With increased geopolitical tensions around the world, such as the ongoing Russia-Ukraine war, CFOs and treasurers are looking at ways to safeguard their operations against possible blowback from sanctions and ensure that transactions can be processed in a timely manner. While the US dollar still remains the global reserve currency of the world, there is increasing chatter among CFOs and treasurers about boosting their exposure and usage of the renminbi as an alternative tool for trade settlement.
Throughout The Asset’s Best Renminbi Bank Award evaluation period, several CFOs and treasurers, particularly those at China-based companies, shared that a growing amount of their buyer clients were keen to pay in renminbi if it meant that they could receive discounts due to foreign exchange cost savings.
For several years already, the renminbi has been predicted by some to become a currency whose use might one day overtake, or be used on par, with the US dollar. In addition, to already being widely accepted as a trade settlement and investment currency, a number of central banks are also looking at the renminbi as an important reserve currency.
Currently, China appears focused on improving renminbi usage within the country, promoting pilot schemes in major Chinese cities for its central bank digital currency, the e-CNY. The hope, going forward, is that the use of the e-CNY domestically can initially prevent illegal transactions and increase visibility and control for CFOs and treasurers. A key consideration going forward will be how the e-CNY can be used for cross-border transactions when, for example, mainland Chinese tourists start travelling globally again in the post-pandemic world.

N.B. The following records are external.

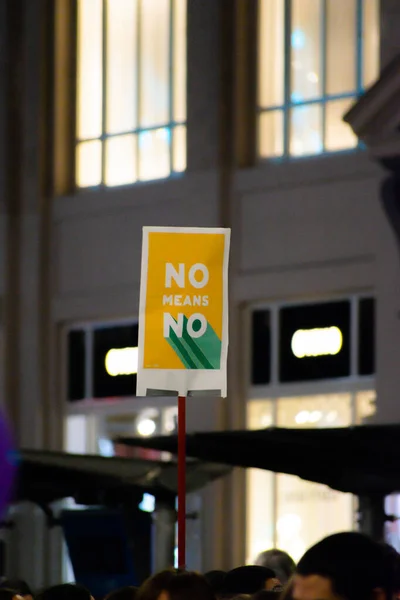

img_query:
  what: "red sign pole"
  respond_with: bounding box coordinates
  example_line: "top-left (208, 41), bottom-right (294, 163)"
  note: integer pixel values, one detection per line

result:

Another sign of the renminbi’s coming of age journey is the willingness of commodity stakeholders to accept the currency for payment. In March, there were reports that Saudi Arabia was in active talks with China to accept renminbi as a form of payment for oil sales, potentially paving the way for further renminbi-denominated transactions.
Banks are an important component in supporting renminbi usage as they often need to craft solutions that help with offshore renminbi financing and onshore access to the Chinese capital markets. Over the evaluation period, The Asset spoke to a number of banks learning and understanding the various ways they were able to help stakeholders access the renminbi.
Examples of solutions presented include renminbi outward direct investment from China to a Southeast Asian country and custodian services for a Japanese investor aiming to use the Bond Connect channel.
While the infrastructure of the renminbi is gradually falling into place, the currency, nonetheless, has some way to go before it can even come close to dislodging the US dollar. According to Swift’s May 2022 RMB Tracker, the renminbi was the fifth most used payment currency in the world with a share of 2.14%, while the US dollar retains the top spot with a 41.81% share.